Data and scripts from: Phase diagram and aggregation dynamics of a monolayer of paramagnetic colloids

We have developed a tunable colloidal system and a corresponding theoretical model for studying the phase behavior of particles assembling under the influence of long-range magnetic interactions. A monolayer of paramagnetic particles is subjected to a spatially uniform magnetic field with a static perpendicular component and a rapidly rotating in-plane component. The sign and strength of the interactions vary with the tilt angle theta of the rotating magnetic field. For a purely in-plane field, theta = 90 degrees, interactions are attractive and the experimental results agree well with both equilibrium and out-of-equilibrium predictions based on a two-body interaction model.

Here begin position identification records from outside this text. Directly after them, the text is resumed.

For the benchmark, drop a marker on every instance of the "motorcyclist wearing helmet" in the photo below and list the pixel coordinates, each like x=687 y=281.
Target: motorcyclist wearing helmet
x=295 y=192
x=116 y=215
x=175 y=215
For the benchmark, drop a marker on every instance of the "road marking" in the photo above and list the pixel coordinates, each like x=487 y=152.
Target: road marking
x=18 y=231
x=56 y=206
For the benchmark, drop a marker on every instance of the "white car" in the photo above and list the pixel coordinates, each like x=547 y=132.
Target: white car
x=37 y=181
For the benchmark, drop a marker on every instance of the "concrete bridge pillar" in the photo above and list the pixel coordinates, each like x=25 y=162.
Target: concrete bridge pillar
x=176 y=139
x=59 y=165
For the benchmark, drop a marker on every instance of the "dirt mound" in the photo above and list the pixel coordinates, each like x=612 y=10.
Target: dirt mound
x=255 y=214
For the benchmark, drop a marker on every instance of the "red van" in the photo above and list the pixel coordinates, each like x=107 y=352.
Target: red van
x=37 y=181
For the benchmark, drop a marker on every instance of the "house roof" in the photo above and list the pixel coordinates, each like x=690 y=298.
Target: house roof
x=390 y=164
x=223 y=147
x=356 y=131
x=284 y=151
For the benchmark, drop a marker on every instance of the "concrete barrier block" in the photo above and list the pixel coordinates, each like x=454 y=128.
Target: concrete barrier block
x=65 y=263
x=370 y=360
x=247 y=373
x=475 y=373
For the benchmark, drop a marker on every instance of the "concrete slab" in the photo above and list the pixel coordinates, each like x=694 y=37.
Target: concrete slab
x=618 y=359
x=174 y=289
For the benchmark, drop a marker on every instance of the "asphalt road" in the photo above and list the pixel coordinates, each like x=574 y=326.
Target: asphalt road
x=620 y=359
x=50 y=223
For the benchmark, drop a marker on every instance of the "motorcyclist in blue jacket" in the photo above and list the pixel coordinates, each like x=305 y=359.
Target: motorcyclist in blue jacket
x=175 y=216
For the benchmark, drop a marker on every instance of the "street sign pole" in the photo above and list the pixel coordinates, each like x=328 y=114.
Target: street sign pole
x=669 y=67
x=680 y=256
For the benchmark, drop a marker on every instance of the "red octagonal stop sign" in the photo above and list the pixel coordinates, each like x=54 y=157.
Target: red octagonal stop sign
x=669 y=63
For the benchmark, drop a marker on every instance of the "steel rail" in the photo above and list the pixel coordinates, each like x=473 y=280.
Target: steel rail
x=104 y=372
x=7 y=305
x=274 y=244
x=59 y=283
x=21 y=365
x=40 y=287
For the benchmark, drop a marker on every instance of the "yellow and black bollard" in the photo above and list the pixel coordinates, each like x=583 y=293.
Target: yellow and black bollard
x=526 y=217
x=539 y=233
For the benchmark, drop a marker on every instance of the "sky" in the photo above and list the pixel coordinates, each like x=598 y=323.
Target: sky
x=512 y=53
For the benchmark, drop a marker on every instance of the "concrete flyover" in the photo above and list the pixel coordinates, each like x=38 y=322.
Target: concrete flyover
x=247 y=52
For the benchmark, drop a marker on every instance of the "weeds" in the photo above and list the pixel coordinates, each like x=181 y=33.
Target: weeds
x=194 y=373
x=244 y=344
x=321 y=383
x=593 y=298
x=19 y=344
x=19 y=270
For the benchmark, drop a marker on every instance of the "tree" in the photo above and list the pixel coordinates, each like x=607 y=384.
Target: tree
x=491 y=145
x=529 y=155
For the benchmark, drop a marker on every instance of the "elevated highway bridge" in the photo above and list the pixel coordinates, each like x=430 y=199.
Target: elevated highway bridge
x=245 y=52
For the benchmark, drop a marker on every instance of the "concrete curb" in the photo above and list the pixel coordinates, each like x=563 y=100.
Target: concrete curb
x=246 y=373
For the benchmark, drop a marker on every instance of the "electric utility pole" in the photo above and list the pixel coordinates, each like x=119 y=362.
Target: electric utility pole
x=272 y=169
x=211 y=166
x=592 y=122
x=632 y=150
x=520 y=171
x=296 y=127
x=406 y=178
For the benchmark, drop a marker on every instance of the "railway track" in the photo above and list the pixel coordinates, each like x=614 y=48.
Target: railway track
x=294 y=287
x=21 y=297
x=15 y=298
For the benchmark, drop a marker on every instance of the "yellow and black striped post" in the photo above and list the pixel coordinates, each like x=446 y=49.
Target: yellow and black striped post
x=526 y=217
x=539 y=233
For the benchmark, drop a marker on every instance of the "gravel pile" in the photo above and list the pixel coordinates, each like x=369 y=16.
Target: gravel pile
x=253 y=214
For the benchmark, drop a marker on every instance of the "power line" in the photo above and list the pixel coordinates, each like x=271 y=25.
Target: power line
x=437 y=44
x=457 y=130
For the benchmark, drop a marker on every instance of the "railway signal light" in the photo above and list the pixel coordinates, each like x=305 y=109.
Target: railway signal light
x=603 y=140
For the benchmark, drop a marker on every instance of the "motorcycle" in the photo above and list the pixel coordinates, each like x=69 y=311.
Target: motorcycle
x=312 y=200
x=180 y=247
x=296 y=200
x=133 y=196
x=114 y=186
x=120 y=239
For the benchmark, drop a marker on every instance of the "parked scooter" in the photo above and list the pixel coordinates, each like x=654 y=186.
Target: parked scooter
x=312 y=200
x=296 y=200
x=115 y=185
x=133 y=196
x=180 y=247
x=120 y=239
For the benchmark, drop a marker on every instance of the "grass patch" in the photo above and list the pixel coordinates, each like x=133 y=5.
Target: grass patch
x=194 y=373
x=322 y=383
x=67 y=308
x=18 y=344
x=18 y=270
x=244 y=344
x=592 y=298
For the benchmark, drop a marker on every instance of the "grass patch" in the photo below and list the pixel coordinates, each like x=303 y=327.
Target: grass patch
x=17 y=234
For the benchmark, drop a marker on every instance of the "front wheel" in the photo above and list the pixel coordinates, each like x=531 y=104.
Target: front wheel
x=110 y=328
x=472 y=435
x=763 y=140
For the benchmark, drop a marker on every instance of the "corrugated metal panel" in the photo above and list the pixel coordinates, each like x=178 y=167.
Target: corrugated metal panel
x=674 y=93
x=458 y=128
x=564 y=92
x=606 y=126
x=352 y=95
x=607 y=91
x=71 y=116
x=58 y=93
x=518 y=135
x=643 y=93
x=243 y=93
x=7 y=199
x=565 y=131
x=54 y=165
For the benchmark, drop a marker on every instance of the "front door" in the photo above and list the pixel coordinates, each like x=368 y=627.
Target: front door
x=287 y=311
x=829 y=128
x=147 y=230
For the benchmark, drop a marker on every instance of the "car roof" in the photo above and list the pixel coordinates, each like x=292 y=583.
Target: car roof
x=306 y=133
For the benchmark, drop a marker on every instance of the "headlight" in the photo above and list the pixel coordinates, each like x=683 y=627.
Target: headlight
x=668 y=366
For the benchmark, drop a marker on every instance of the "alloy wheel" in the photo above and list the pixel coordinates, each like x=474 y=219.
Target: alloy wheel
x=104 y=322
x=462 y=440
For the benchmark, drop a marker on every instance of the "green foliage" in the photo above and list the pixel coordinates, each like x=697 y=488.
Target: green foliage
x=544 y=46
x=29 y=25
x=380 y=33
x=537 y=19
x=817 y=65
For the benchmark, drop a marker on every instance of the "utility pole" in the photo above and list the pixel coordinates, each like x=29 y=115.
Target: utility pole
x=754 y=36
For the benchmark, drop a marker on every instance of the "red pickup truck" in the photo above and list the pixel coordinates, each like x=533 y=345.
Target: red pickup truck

For tilt angles 50 degrees ≲ theta ≲ 55 degrees, the two-body interaction gives a short-range attractive and long-range repulsive (SALR) interaction, which predicts the formation of equilibrium microphases. In experiments, however, a different type of assembly is observed. Inclusion of three-body (and higher-order) terms in the model does not resolve the discrepancy. We further characterize the anomalous regime by measuring the time-dependent cluster size distribution. The data files in this collection are associated with the paper "Phase diagram and aggregation dynamics of a monolayer of paramagnetic colloids", An T. Pham, Yuan Zhuang, Paige Detwiler, Joshua E. S. Socolar, Patrick Charbonneau, Benjamin B. Yellen, Phys. Rev. E, (2017). They include .txt and .m files with associated raw data and generating scripts to allow for replication of the figures.